Carbon offsets, also known as carbon credits, are an international mechanism to encourage the reduction of polluting emissions into the atmosphere. They are one of the three mechanisms proposed in the Kyoto Protocol (2005) to reduce greenhouse gas emissions.
In general terms, with carbon offsets, the right to emit CO2 into the atmosphere becomes an exchangeable good with an established market price. In this way, companies that generate fewer emissions will benefit, as they will be able to sell their carbon credits in a market, where companies unable to reduce their emissions will have to buy carbon offsets in order to do so.
To fully understand this concept, it is necessary to mention that each carbon offset represents the right to emit one ton of CO2, which is measured in CO2 equivalent and translated into Certified Emission Reductions (CER), each one representing one ton of CO2 that is no longer emitted into the atmosphere.
How does a carbon market work?
The purpose of carbon credits is to compensate for excessive polluting emissions from primary and industrial activities, since all human activity generates these emissions, either directly or indirectly.
Although actions can be implemented to reduce these emissions, there are activities in which this is not possible, so carbon credits represent a way to compensate them through projects carried out by other companies and organizations.
In this sense, carbon credits are traded in carbon markets, which operate in a similar way to any other market: with buyers and sellers. The world’s leading carbon market is the European Union Emissions Trading System (EU ETS).
Sellers must guarantee that actions (implementation of renewable energies, reforestation and sustainable forest management programs, carbon capture technologies, increased energy efficiency, etc.) are in place to support the offsets they are selling, while buyers must guarantee payment for those offsets.
Let’s see an example of this in agriculture
Think of an agribusiness, which must regularly carry out land preparation, which requires heavy machinery that uses diesel fuel. The combustion of diesel results in the emission of greenhouse gases, but the company cannot stop doing this activity because it is indispensable for its operation.
However, the company may implement a reforestation program to compensate for the emissions it generates. But, as this would take time and resources, they decide to pay an external organization to reforest for them.

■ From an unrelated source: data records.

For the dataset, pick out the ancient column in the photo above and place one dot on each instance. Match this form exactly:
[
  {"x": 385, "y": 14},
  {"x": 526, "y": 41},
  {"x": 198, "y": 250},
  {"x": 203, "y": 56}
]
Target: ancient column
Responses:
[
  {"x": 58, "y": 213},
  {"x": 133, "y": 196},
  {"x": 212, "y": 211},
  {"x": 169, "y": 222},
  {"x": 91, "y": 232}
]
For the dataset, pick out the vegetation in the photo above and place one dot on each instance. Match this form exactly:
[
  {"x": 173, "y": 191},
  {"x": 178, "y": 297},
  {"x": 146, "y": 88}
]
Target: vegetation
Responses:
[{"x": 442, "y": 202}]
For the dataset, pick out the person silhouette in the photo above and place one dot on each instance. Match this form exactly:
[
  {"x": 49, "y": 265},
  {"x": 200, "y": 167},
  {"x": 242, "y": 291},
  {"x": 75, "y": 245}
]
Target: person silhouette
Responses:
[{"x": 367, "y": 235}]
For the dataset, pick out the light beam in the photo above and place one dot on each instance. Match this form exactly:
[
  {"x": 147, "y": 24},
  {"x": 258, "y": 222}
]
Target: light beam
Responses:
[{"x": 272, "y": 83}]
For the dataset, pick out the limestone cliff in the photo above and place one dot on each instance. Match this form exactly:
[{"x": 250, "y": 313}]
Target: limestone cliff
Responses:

This is the basic principle behind carbon markets: companies pay other companies or organizations to carry out activities that offset their carbon footprint, thus seeking to drive a green market, where the companies that pollute the most are the ones that must drive more carbon offsetting initiatives.
Carbon assets for the agricultural industry?
Global agriculture emits 30% of greenhouse gases into the atmosphere, as the activities involved in the production and marketing of food cannot reduce its carbon footprint so easily, therefore, it will be a decades-long process, which is why carbon offsets are a great alternative.
Currently in Mexico there is already a voluntary carbon market for the forestry sector, and even in the United States crops like wheat and soybeans are already within a carbon market; however, there is still no market in which perishable fresh produce, fruit and vegetables, can be included.
At ProducePay we are aware of this need, and that is why we have launched the Industry-First Carbon Offset Program for Produce Growers in association with ALLCOT. This program will promote sustainable agricultural practices and will eventually allow farmers to trade carbon offsets in the international market.
Sustainability is the way forward
At ProducePay, we know that the future of agriculture must be sustainable, so our partnership with ALLCOT, a leader in the development of greenhouse gas emissions management tools and strategies, is the first step in our Sustainably SourcedTM initiative, which will become the world’s first sustainability standard for the fresh produce supply chain.
Through our Carbon Offset Program, we aim to support small and medium-sized growers in acquiring the infrastructure and adopting the sustainable practices necessary to meet the highest international carbon reduction standards. As a result, not only production and marketing activities of producers will be covered, but they will also be able to earn extra income through the sale of carbon offsets on the global market.
Of course, we know that to achieve this goal we will require a strong strategy and big effort, as we are leading the way in this regard, and we are very proud to be pioneers.